Caro direttore,
è morto un mio carissimo amico e confratello, don Arnaldo Martinelli (1932-2024, ndr), che avevo appena visitato più volte in questi giorni e che avevo visto già pronto per questo momento. Lo era da tempo, da molto tempo, forse da sempre.

Naturalmente sono già arrivati i messaggi affettuosi e devoti degli amici. Quello che personalmente non mi piace, e non da oggi, è l’abitudine di dire, quando uno muore, che “è salito al cielo” (di solito con la C minuscola).



Per carità, è implicita l’affermazione della nostra fede nella vita eterna. Che non si sia destinati a marcire, in una specie di raccolta indifferenziata a cui sarebbero ridotti i nostri cimiteri. Per questo nel funerale cattolico si benedice ed incensa il corpo del defunto, sottolineando il valore di tutta la sua persona e il suo destino di Resurrezione.
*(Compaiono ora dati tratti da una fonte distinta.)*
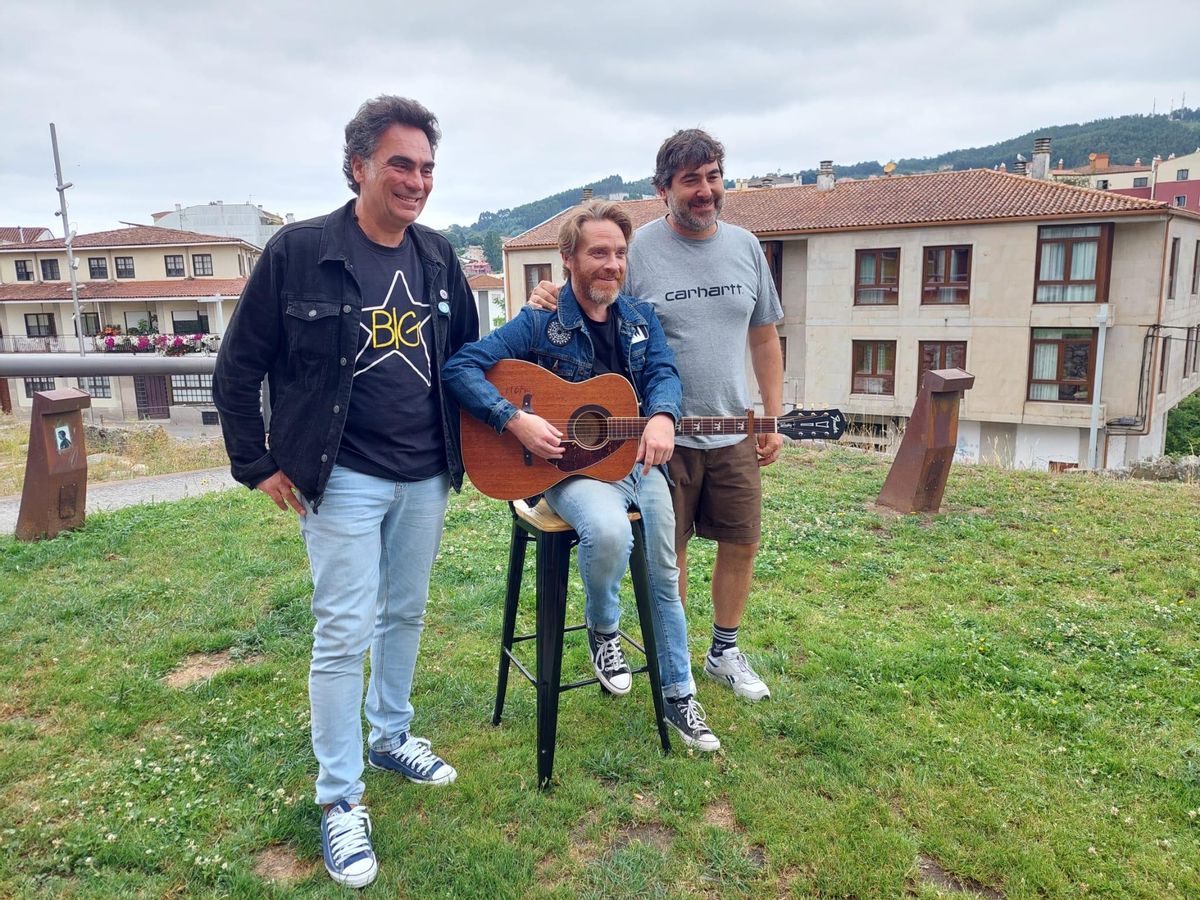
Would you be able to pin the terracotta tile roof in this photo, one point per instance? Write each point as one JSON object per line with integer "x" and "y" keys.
{"x": 133, "y": 237}
{"x": 485, "y": 282}
{"x": 115, "y": 291}
{"x": 897, "y": 202}
{"x": 18, "y": 234}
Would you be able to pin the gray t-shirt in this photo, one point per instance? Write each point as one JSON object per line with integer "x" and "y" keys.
{"x": 707, "y": 294}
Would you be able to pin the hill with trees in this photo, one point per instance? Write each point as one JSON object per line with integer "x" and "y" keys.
{"x": 1125, "y": 138}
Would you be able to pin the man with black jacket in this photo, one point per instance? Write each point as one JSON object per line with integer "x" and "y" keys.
{"x": 351, "y": 317}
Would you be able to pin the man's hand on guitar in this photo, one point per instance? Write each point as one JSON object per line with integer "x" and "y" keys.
{"x": 538, "y": 436}
{"x": 545, "y": 295}
{"x": 768, "y": 448}
{"x": 657, "y": 443}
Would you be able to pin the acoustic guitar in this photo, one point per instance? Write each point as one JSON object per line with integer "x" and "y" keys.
{"x": 600, "y": 430}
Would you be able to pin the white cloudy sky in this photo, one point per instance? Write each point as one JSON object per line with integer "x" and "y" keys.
{"x": 159, "y": 102}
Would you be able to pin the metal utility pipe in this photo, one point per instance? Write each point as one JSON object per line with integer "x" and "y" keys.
{"x": 66, "y": 239}
{"x": 1102, "y": 322}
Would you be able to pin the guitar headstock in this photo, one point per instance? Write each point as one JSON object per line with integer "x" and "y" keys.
{"x": 813, "y": 424}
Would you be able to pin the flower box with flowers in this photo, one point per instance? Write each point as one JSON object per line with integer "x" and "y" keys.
{"x": 161, "y": 345}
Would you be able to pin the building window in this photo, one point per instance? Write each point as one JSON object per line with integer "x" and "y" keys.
{"x": 189, "y": 322}
{"x": 1073, "y": 264}
{"x": 947, "y": 275}
{"x": 940, "y": 354}
{"x": 96, "y": 385}
{"x": 534, "y": 274}
{"x": 138, "y": 322}
{"x": 877, "y": 280}
{"x": 875, "y": 363}
{"x": 90, "y": 323}
{"x": 774, "y": 253}
{"x": 1195, "y": 269}
{"x": 40, "y": 324}
{"x": 1173, "y": 269}
{"x": 1061, "y": 364}
{"x": 37, "y": 384}
{"x": 191, "y": 389}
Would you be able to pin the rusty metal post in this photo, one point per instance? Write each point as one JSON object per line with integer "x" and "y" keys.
{"x": 55, "y": 492}
{"x": 917, "y": 479}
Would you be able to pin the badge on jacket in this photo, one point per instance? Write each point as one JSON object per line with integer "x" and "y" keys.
{"x": 557, "y": 335}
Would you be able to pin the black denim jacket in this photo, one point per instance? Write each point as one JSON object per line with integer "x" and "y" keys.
{"x": 298, "y": 324}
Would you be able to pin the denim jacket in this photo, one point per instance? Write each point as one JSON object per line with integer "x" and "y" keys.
{"x": 569, "y": 355}
{"x": 298, "y": 324}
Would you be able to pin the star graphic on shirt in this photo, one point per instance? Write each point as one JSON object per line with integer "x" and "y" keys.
{"x": 420, "y": 328}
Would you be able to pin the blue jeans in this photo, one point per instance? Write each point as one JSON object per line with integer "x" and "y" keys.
{"x": 598, "y": 511}
{"x": 371, "y": 547}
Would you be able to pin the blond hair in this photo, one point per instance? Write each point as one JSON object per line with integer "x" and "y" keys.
{"x": 591, "y": 211}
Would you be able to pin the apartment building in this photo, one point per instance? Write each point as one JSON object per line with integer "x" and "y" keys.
{"x": 154, "y": 288}
{"x": 1077, "y": 310}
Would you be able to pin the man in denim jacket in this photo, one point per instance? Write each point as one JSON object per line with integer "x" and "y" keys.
{"x": 595, "y": 330}
{"x": 349, "y": 317}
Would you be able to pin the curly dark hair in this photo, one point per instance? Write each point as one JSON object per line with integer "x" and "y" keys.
{"x": 685, "y": 149}
{"x": 375, "y": 117}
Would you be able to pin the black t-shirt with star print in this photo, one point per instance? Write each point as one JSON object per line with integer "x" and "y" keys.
{"x": 394, "y": 424}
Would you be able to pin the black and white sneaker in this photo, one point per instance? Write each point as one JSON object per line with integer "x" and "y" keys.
{"x": 609, "y": 663}
{"x": 687, "y": 717}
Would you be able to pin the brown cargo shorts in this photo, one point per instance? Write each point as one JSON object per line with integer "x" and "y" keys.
{"x": 717, "y": 493}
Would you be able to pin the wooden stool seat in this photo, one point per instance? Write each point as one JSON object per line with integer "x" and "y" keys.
{"x": 552, "y": 539}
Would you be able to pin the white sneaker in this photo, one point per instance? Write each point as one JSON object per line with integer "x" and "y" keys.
{"x": 346, "y": 845}
{"x": 732, "y": 669}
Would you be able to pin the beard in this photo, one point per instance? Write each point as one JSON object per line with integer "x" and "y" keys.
{"x": 695, "y": 220}
{"x": 603, "y": 293}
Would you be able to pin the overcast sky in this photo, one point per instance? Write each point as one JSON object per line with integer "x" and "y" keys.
{"x": 159, "y": 103}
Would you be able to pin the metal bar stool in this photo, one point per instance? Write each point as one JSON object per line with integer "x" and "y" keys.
{"x": 552, "y": 540}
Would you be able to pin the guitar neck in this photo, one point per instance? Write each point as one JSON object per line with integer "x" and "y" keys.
{"x": 625, "y": 427}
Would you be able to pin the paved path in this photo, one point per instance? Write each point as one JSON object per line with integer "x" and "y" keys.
{"x": 154, "y": 489}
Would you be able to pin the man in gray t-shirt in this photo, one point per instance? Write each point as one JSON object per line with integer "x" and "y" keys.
{"x": 714, "y": 295}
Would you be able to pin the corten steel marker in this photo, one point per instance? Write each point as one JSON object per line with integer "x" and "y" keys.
{"x": 55, "y": 492}
{"x": 917, "y": 479}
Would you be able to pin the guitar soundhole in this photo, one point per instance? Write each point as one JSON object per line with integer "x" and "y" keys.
{"x": 589, "y": 427}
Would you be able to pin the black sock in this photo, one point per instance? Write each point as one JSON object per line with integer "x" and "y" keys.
{"x": 723, "y": 639}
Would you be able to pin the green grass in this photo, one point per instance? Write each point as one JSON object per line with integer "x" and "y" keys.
{"x": 1008, "y": 689}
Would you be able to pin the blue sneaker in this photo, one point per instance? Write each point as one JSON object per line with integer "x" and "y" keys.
{"x": 346, "y": 843}
{"x": 414, "y": 761}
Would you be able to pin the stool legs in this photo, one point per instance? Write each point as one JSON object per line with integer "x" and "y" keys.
{"x": 553, "y": 556}
{"x": 511, "y": 595}
{"x": 639, "y": 571}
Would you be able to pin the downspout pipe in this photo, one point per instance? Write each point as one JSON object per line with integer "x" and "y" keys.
{"x": 1102, "y": 322}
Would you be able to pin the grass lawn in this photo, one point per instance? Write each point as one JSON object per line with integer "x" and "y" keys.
{"x": 1001, "y": 700}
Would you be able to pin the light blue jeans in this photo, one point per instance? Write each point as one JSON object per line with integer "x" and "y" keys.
{"x": 598, "y": 511}
{"x": 371, "y": 546}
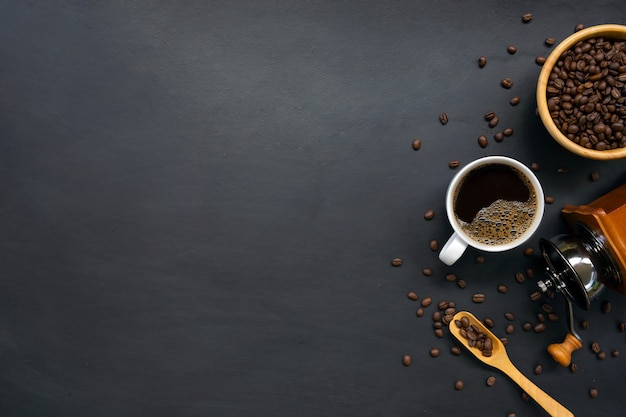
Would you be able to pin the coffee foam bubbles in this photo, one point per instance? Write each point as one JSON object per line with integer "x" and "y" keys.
{"x": 502, "y": 222}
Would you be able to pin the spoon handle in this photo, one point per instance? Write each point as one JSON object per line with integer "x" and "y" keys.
{"x": 553, "y": 407}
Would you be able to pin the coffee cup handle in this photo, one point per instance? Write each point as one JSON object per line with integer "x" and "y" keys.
{"x": 452, "y": 250}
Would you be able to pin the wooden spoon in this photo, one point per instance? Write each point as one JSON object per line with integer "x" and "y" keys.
{"x": 500, "y": 360}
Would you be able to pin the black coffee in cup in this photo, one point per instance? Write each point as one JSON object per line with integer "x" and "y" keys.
{"x": 495, "y": 204}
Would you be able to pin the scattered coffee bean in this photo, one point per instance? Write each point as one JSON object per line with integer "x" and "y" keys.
{"x": 406, "y": 360}
{"x": 595, "y": 347}
{"x": 478, "y": 298}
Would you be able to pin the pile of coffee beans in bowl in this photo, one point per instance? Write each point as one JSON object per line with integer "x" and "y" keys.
{"x": 586, "y": 93}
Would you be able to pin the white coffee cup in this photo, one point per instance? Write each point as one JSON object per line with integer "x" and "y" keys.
{"x": 461, "y": 238}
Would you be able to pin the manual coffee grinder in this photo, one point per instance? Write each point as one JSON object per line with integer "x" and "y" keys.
{"x": 591, "y": 257}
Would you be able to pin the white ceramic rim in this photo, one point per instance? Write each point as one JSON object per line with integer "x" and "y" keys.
{"x": 494, "y": 159}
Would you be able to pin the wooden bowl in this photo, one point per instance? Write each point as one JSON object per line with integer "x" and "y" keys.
{"x": 604, "y": 31}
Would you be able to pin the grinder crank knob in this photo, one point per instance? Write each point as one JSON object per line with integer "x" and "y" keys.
{"x": 562, "y": 352}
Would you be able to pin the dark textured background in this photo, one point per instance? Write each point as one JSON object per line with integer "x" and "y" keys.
{"x": 199, "y": 202}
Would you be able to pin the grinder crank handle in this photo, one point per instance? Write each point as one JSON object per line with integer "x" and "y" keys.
{"x": 562, "y": 352}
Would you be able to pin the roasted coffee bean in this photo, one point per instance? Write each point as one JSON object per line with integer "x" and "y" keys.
{"x": 396, "y": 262}
{"x": 478, "y": 298}
{"x": 407, "y": 360}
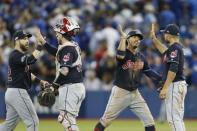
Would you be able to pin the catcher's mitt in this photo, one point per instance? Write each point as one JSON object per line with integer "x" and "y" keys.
{"x": 46, "y": 97}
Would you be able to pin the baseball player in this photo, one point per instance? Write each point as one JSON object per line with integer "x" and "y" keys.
{"x": 68, "y": 72}
{"x": 175, "y": 87}
{"x": 130, "y": 66}
{"x": 18, "y": 103}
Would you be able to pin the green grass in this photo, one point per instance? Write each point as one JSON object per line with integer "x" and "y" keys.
{"x": 117, "y": 125}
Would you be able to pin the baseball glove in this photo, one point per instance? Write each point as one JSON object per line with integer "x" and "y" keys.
{"x": 46, "y": 97}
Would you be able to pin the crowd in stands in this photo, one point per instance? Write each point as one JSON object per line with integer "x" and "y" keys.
{"x": 99, "y": 37}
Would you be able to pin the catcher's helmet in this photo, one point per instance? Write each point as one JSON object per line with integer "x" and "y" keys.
{"x": 135, "y": 33}
{"x": 66, "y": 25}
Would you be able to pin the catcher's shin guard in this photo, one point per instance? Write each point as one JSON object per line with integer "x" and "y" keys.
{"x": 68, "y": 121}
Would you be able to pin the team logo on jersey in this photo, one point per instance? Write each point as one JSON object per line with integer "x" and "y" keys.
{"x": 173, "y": 54}
{"x": 66, "y": 57}
{"x": 137, "y": 65}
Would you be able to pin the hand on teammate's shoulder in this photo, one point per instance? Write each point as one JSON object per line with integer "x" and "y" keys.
{"x": 122, "y": 33}
{"x": 39, "y": 37}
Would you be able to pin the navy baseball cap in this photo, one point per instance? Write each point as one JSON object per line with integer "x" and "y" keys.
{"x": 171, "y": 29}
{"x": 20, "y": 34}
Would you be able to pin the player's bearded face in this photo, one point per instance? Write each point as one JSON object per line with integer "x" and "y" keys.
{"x": 133, "y": 42}
{"x": 24, "y": 44}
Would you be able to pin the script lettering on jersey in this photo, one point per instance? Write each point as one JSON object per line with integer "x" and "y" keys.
{"x": 137, "y": 65}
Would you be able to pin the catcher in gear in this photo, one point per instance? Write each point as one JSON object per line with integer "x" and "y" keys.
{"x": 68, "y": 71}
{"x": 130, "y": 65}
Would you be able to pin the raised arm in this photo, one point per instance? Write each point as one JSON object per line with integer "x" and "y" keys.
{"x": 121, "y": 51}
{"x": 52, "y": 50}
{"x": 156, "y": 41}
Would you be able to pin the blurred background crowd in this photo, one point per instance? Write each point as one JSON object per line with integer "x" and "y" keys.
{"x": 99, "y": 37}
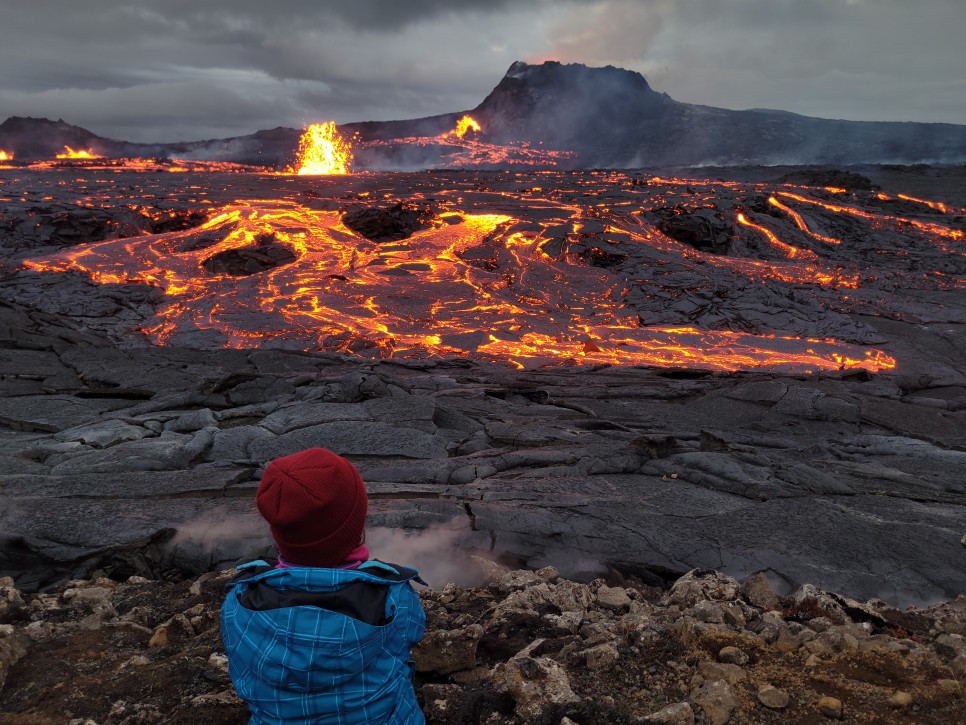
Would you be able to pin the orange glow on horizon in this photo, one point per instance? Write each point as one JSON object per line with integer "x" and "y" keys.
{"x": 465, "y": 124}
{"x": 323, "y": 151}
{"x": 70, "y": 153}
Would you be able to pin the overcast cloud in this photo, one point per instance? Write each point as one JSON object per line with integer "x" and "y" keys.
{"x": 166, "y": 70}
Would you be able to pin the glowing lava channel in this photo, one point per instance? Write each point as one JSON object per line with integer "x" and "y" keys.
{"x": 429, "y": 295}
{"x": 69, "y": 153}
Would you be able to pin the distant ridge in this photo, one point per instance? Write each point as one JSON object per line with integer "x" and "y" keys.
{"x": 609, "y": 117}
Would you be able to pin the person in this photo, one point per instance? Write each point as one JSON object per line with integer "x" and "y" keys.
{"x": 325, "y": 635}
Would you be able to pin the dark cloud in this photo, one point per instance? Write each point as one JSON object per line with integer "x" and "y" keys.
{"x": 167, "y": 69}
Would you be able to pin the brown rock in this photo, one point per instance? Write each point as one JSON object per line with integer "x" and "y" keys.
{"x": 11, "y": 650}
{"x": 448, "y": 651}
{"x": 771, "y": 697}
{"x": 701, "y": 585}
{"x": 732, "y": 674}
{"x": 757, "y": 591}
{"x": 732, "y": 655}
{"x": 900, "y": 699}
{"x": 601, "y": 657}
{"x": 613, "y": 598}
{"x": 176, "y": 630}
{"x": 680, "y": 713}
{"x": 440, "y": 701}
{"x": 717, "y": 700}
{"x": 536, "y": 683}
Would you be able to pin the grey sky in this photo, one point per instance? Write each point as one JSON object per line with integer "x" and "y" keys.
{"x": 166, "y": 70}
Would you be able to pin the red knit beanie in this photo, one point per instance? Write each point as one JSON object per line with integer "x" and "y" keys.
{"x": 315, "y": 503}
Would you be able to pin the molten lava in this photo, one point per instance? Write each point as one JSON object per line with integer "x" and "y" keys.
{"x": 466, "y": 123}
{"x": 323, "y": 150}
{"x": 69, "y": 153}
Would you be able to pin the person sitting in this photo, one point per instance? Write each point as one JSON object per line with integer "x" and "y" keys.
{"x": 324, "y": 635}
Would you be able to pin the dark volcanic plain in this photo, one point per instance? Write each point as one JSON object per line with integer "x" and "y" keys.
{"x": 627, "y": 375}
{"x": 724, "y": 440}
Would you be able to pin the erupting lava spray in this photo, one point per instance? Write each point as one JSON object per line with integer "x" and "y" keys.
{"x": 323, "y": 150}
{"x": 69, "y": 153}
{"x": 465, "y": 124}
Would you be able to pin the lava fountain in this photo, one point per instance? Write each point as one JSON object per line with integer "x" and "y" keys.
{"x": 463, "y": 126}
{"x": 70, "y": 153}
{"x": 323, "y": 150}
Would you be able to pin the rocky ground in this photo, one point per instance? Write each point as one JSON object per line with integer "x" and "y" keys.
{"x": 527, "y": 647}
{"x": 120, "y": 458}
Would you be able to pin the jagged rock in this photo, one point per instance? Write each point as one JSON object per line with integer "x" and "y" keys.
{"x": 103, "y": 435}
{"x": 614, "y": 598}
{"x": 700, "y": 585}
{"x": 385, "y": 225}
{"x": 537, "y": 683}
{"x": 757, "y": 591}
{"x": 900, "y": 699}
{"x": 266, "y": 253}
{"x": 173, "y": 632}
{"x": 830, "y": 707}
{"x": 601, "y": 657}
{"x": 733, "y": 655}
{"x": 716, "y": 699}
{"x": 11, "y": 650}
{"x": 773, "y": 698}
{"x": 444, "y": 652}
{"x": 712, "y": 671}
{"x": 680, "y": 713}
{"x": 440, "y": 702}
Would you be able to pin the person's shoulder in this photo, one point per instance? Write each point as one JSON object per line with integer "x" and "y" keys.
{"x": 389, "y": 571}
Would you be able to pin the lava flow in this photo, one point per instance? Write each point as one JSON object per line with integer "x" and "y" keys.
{"x": 544, "y": 269}
{"x": 323, "y": 150}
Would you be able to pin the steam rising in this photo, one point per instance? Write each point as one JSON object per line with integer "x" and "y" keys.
{"x": 220, "y": 539}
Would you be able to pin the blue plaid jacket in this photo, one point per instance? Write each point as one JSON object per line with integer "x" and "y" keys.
{"x": 314, "y": 645}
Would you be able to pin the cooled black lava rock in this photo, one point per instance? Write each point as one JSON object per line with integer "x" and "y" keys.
{"x": 829, "y": 177}
{"x": 268, "y": 253}
{"x": 388, "y": 225}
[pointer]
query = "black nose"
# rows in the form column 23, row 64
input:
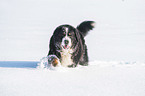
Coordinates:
column 66, row 42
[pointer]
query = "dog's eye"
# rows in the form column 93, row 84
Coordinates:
column 69, row 34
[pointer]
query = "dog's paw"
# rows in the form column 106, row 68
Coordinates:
column 53, row 60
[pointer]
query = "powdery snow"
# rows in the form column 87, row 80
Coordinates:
column 116, row 48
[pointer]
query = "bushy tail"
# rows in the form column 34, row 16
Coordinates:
column 85, row 27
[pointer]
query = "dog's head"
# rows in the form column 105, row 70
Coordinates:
column 65, row 36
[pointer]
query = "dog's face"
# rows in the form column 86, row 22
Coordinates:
column 65, row 37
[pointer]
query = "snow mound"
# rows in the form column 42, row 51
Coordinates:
column 43, row 64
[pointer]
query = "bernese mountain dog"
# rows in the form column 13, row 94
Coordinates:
column 67, row 45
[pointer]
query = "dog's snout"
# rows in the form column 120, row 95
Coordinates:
column 66, row 42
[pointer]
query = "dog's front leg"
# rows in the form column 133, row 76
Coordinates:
column 54, row 61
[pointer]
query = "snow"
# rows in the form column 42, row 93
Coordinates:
column 99, row 78
column 116, row 48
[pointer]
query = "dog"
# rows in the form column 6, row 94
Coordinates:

Ecco, di Resurrezione. Perché Gesù prima di noi è veramente risorto, come diciamo nella Veglia pasquale, ma prima è veramente morto. Appunto morto sulla croce. Non è stato rapito dagli angeli come dice il Corano nella Sura IV, vv. 157-159, per evitare che subisse la vergogna di morire in croce.

Gesù, secondo il cristianesimo, è veramente morto e solo dopo la Resurrezione è asceso al Cielo. Che il fatto stesso della Resurrezione ci porti fuori delle dimensioni di spazio e tempo in cui viviamo è chiaro, ma questo non ci deve far censurare il fatto e la parola della morte che lo esprime.



Oggi per molti è un tabù parlare di morte. Per me, per noi cristiani, come lo fu, come lo è, per i martiri, la morte, pur essendo un’esperienza spesso terribile, non è qualcosa di cui avere terrore, ma da affrontare con la speranza (certezza nel futuro) di poter andare da Gesù. Che non mi sembra sia poi così male.

Comunque, quando morirò, se sarete ancora in vita, non abbiate paura di dire che sono morto e quindi di pregare per me. Anche perché se cominciate a dire che sono già salito in cielo, perché mai dovreste pregare per me?